Can we test robocars the way we tested regular cars?

Topic: 

I've written a few times that perhaps the biggest unsolved problem in robocars is how to know we have made them safe enough. While most people think of that in terms of government certification, the truth is that the teams building the cars are very focused on this, and know more about it than any regulator, but they still don't know enough. The challenge is going to be convincing your board of directors that the car is safe enough to release, for if it is not, it could ruin the company that releases it, at least if it's a big company with a reputation.

We don't even have a good definition of what "safe enough" is though most people are roughly taking that as "a safety record superior to the average human." Some think it should be much more, few think it should be less. Tesla, now with the backing of the NTSB, has noted that their autopilot system -- combined with a mix of mostly attentive but some inattentive humans, may have a record superior to the average human, for example, even though with the inattentive humans it is worse.

Last week I attended a conference in Stuttgart devoted to robocar safety testing, part of a larger auto show including an auto testing show. It was interesting to see the main auto testing show -- scores of expensive and specialized machines and tools that subject cars to wear and tear, slamming doors thousands of times, baking the surfaces, rattling and vibrating everything. And testing the electronics, too.

In Europe, the focus of testing is very strongly on making sure you are compliant with standards and regulations. That's true in the USA but not quite as much. It was in Europe some time ago that I learned the word "homologation" which names this process.

There is a lot to be learned from the previous regimes of testing. They have built a lot of tools and learned techniques. But robocars are different beasts, and will fail in different ways. They will definitely not fail the way human drivers do, where usually small things are always going wrong, and an accident happens when 2 or 3 things go wrong at once. The conference included a lot of people working on simulation, which I have been promoting for many years. The one good thing in the NHTSA regulations -- the open public database of all incidents -- may vanish in the new rules, and it would have made for a great simulator. The companies making the simulators (and the academic world) would have put every incident into a shared simulator so every new car could test itself in every known problem situation.

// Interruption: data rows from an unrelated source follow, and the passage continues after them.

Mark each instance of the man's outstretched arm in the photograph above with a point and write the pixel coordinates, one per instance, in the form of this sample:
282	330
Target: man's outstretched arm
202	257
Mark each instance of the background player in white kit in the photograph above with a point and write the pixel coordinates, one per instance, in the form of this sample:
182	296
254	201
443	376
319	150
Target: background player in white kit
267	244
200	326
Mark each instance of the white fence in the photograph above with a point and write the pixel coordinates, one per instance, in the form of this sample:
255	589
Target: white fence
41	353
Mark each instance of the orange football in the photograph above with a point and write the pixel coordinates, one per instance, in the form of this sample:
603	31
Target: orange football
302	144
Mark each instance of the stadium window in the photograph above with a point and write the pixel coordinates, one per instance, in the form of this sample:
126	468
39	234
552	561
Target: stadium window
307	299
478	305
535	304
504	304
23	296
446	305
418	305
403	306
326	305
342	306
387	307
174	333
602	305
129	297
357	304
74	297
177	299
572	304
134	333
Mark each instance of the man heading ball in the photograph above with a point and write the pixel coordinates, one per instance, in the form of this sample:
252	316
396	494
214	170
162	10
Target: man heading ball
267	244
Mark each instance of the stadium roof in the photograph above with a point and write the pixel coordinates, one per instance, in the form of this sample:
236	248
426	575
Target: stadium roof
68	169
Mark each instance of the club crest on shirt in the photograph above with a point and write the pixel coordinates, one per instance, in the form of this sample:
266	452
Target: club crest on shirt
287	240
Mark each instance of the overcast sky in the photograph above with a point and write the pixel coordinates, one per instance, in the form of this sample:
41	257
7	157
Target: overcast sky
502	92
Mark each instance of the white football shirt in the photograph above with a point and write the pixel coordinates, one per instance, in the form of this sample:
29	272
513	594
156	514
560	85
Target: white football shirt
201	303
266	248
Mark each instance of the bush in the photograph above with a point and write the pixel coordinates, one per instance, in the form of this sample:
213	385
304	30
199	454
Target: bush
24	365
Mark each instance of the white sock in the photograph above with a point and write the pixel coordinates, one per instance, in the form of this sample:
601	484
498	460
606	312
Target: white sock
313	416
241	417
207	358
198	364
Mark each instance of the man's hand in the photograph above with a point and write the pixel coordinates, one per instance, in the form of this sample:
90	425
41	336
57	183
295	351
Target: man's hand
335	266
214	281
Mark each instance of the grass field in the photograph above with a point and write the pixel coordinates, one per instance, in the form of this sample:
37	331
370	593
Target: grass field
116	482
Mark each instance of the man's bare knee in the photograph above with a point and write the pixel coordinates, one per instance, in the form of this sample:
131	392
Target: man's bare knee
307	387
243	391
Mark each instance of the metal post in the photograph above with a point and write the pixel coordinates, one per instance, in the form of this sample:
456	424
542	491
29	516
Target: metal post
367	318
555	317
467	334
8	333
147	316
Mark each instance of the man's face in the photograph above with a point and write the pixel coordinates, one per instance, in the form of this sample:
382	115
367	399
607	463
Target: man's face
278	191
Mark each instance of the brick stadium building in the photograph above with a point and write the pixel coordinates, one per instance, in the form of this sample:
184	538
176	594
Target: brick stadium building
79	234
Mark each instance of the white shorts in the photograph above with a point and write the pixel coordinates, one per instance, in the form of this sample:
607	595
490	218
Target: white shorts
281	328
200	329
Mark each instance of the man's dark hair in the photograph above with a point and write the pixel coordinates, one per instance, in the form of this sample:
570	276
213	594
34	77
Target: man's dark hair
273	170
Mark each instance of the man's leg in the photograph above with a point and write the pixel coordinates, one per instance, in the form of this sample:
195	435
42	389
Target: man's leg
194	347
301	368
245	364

Still, we will see lots of simulators full of scenarios, and also ways to parameterize them. That means that instead of just testing how a car behaves if somebody cuts it off, you test what it does if it gets cut off with a gap of 1cm, or 10cm, or 1m, or 2m, and by different types of vehicles, and by two at once etc. etc. etc. The nice thing about computers is you can test just about every variation you can think of, and test it in every road situation and every type of weather, at least if your simulator is good enough,

Yoav Hollander, who I met when he came as a student to the program at Singularity U, wrote a report on the approaches to testing he saw at the conference that contains useful insights, particularly on this question of new and old thinking, and what regulations drive vs. liability and fear of the public. He puts it well -- traditional and certification oriented testing has a focus on assuring you don't have "expected bugs" but is poor at finding unexpected ones. Other testing is about finding unexpected bugs. Expected bugs are of the "we've seen this sort of thing before, we want to be sure you don't suffer from it" kind. Unexpected bugs are "something goes wrong that we didn't know to look for."

Avoiding old thinking

I believe that we are far from done on the robocar safety question. I think there are startups who have not yet been founded who, in the future, will come up with new techniques both for promoting safety and testing it that nobody has yet thought of. As such, I strongly advise against thinking that we know very much about how to do it yet.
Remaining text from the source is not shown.